The cheeky interpretation, which takes to the stage at the Maitland Repertory Theatre on Wednesday 24 November, is being touted as a performance for “anyone in need of belly-aching humour post-lockdown”.

Set in the pseudo-modern 1980s the play is a satire on the hypocrisies of the repressive Victorian era, with Wilde highlighting the shallow and class-obsessed society in which homosexuality was forbidden. 

In fact, after the first performance of the play he initiated a libel suit that led to his imprisonment for being gay.

Within the play Wilde exposes gender stereotypes by reversing them, empowering women and creating male characters as the weaker of the two.

Bearfoot Theatre Company
Nick Thoroughgood (left). Photo: Peter Stoop

Thoroughgood and O’Rourke have taken this one step further, choosing to have the male lead, Algernon performed by seasoned local actor, director and writer, Anna Lambert, while Campbell Knox, another local veteran, takes on the role of Gwendolen.

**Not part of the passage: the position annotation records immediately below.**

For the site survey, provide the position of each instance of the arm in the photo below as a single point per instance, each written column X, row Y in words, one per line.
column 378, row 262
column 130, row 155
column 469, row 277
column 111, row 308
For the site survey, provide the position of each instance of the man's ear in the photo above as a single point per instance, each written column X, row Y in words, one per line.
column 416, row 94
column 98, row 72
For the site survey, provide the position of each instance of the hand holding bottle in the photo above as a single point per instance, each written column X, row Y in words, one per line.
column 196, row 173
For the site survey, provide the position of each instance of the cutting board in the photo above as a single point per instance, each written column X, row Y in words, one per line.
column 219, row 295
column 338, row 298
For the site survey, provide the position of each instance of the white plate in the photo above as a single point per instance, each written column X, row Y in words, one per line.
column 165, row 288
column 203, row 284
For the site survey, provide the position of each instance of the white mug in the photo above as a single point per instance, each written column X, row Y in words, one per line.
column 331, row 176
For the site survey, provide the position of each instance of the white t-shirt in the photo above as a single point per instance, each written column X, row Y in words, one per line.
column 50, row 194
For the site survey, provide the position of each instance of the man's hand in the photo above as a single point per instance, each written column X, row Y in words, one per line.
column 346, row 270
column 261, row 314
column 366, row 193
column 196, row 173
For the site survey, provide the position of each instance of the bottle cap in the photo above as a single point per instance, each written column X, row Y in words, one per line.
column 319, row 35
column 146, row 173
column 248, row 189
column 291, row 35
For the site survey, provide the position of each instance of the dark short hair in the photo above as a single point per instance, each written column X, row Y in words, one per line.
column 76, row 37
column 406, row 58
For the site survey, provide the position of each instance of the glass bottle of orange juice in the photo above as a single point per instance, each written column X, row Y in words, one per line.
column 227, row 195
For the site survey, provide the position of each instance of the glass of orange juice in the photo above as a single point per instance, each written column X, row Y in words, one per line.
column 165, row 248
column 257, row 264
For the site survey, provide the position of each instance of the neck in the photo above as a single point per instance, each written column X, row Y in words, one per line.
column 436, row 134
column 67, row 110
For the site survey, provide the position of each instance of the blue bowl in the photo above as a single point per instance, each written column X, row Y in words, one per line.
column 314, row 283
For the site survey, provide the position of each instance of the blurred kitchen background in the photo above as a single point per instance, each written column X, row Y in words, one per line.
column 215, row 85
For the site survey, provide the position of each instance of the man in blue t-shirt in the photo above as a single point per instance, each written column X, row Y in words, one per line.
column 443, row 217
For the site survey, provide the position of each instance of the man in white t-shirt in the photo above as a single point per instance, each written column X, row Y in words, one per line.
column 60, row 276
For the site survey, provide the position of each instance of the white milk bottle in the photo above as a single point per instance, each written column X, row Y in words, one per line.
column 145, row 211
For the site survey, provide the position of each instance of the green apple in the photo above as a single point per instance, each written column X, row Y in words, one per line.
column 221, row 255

The storyline is moulded around two bachelors, John “Jack” Worthing (played by acclaimed Newcastle actor Carl Gregory) and Algernon “AIgy” Moncrieff who create alter egos named Ernest.

Things begin to go awry in the two-and-a-half hour play when the pair’s deceptions are discovered by their potential fiancées, Gwendolen and Cecily (Maddison Lamb) who claim to only love men called Ernest.

Lady Bracknell (Dimity Eveleens) personifies the ethos that style beats substance while Miss Prism (Rebecca Skinner) and the Rev Chasuble (Roger Wood) mock religion with their flirtatious, coded conversations.

Comic sidekicks, ‘mirror’ manservants Lane (Richard Rae) and Merriman (Stuart Ussher) represent the downtrodden working classes.

The play opens on 24 November and runs until 12 December and includes three matinees and six evening performances. 

Tickets are $25 ($20 concession) and bookings can be made at mrt.org.au or by phoning 0466 332 766 (10am to 2pm daily). 

Opening night audience will be treated to complimentary refreshments before the show from 7.30pm.